GeoOCR is a Python library for automating OCR on historical archive images and extracting geospatial data. It provides:

  • ArchiveImage: image preprocessing, splitting and OCR.
  • ArchiveCollection: batch operations on collections of images.
  • ArchiveGeolocator: fuzzy-match CSV addresses against a GeoJSON reference to geolocate.
  • GeoExporter: export results to CSV or GeoJSON.

We recommend using it with Google Colab or Jupyter Notebook.

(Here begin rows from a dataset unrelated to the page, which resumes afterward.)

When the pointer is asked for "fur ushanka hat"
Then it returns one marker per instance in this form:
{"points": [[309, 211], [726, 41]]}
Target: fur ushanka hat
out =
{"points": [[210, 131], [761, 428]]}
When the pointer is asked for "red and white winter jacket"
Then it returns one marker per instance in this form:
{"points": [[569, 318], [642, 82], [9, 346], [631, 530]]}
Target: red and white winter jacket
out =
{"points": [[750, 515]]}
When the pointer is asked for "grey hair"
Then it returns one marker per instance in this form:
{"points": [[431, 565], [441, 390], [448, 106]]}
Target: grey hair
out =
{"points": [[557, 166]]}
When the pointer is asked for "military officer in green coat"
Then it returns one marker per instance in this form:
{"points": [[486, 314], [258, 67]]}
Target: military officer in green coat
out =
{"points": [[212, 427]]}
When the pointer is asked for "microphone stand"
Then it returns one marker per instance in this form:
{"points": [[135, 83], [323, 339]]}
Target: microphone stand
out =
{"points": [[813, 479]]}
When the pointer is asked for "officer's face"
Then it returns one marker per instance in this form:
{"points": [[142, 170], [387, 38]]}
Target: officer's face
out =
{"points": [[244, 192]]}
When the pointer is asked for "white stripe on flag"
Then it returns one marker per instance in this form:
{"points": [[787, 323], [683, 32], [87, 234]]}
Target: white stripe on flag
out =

Note: This project was developed for a specific university research project and is not guaranteed to be maintained.


Installation

pip install geocr

Or install from source:

git clone https://github.com/joshuavachon25/geocr-py.git
cd geocr
pip install .

Quickstart

Normal usage involves creating a collection, batch-processing what you can, then applying specific pipelines to individual items. After that, you perform OCR, extract and correct the data, and generate a CSV file that can be used with the Geolocator along with GIS data.

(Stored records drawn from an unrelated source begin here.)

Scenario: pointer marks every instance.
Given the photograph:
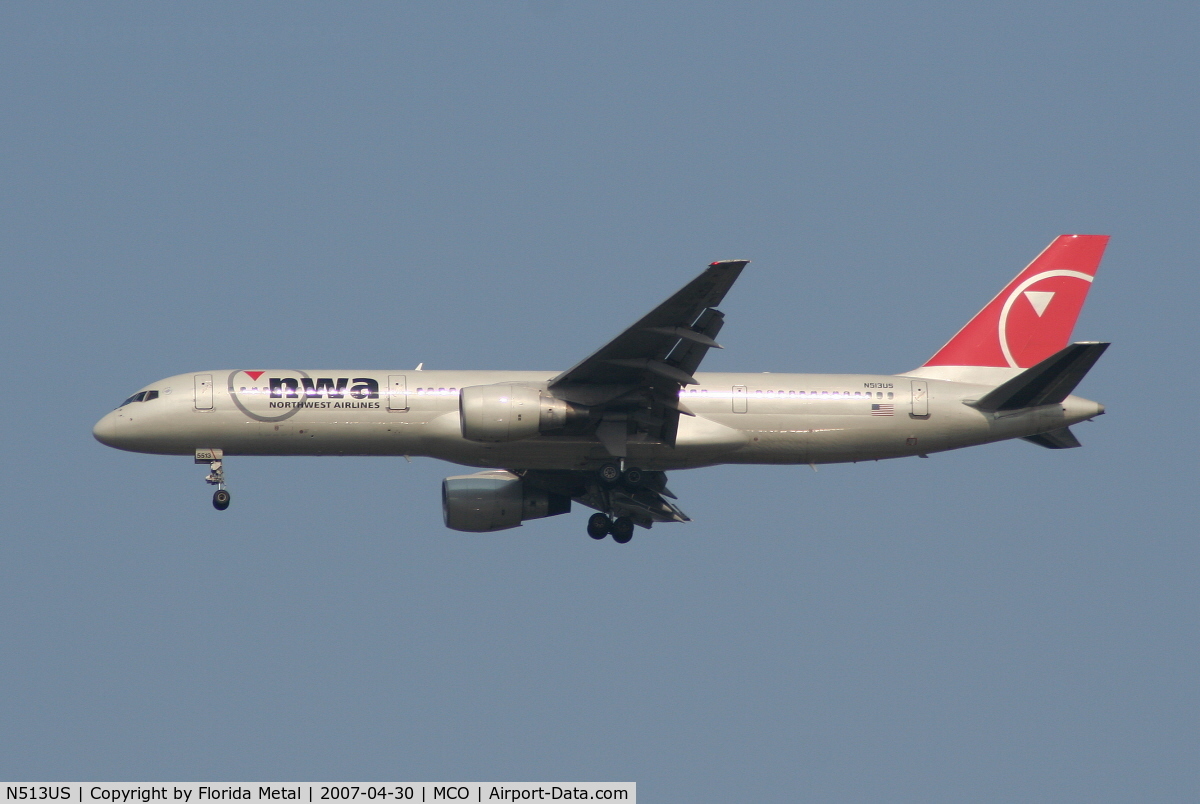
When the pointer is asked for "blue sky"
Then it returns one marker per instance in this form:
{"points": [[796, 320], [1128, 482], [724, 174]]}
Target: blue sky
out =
{"points": [[199, 186]]}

from geocr.archive_image import ArchiveImage
from geocr.archive_collection import ArchiveCollection
from geocr.archive_geolocator import ArchiveGeolocator
from geocr.geo_exporter import GeoExporter
from shapely.geometry import Point
import cv2

# 1. Process an image
img = ArchiveImage(cv2.imread("/path/to/image.png"), name="example")
img.sharpen().binarize().ocr(language='fra', config='--psm 3')
print(img.ocr_text)

# 2. Batch process a folder 
col = ArchiveCollection("/path/to/images")
col.sharpen().binarize().ocr()
all_text = col.get_ocr_text()

# 3. Geocode addresses
locator = ArchiveGeolocator("rues.geojson", default_point=Point(0,0))
gdf = locator.geocode_csv(
    csv_path="adresses.csv",
    csv_fields=["No","Adresse"],
    ref_fields=["adresses"],
    similarity_threshold=85
)

# 4. Export results
GeoExporter.to_csv(gdf, "results.csv")
GeoExporter.to_geojson(gdf, "results.geojson")

API Reference

ArchiveImage

ArchiveImage(image: np.ndarray, name: str)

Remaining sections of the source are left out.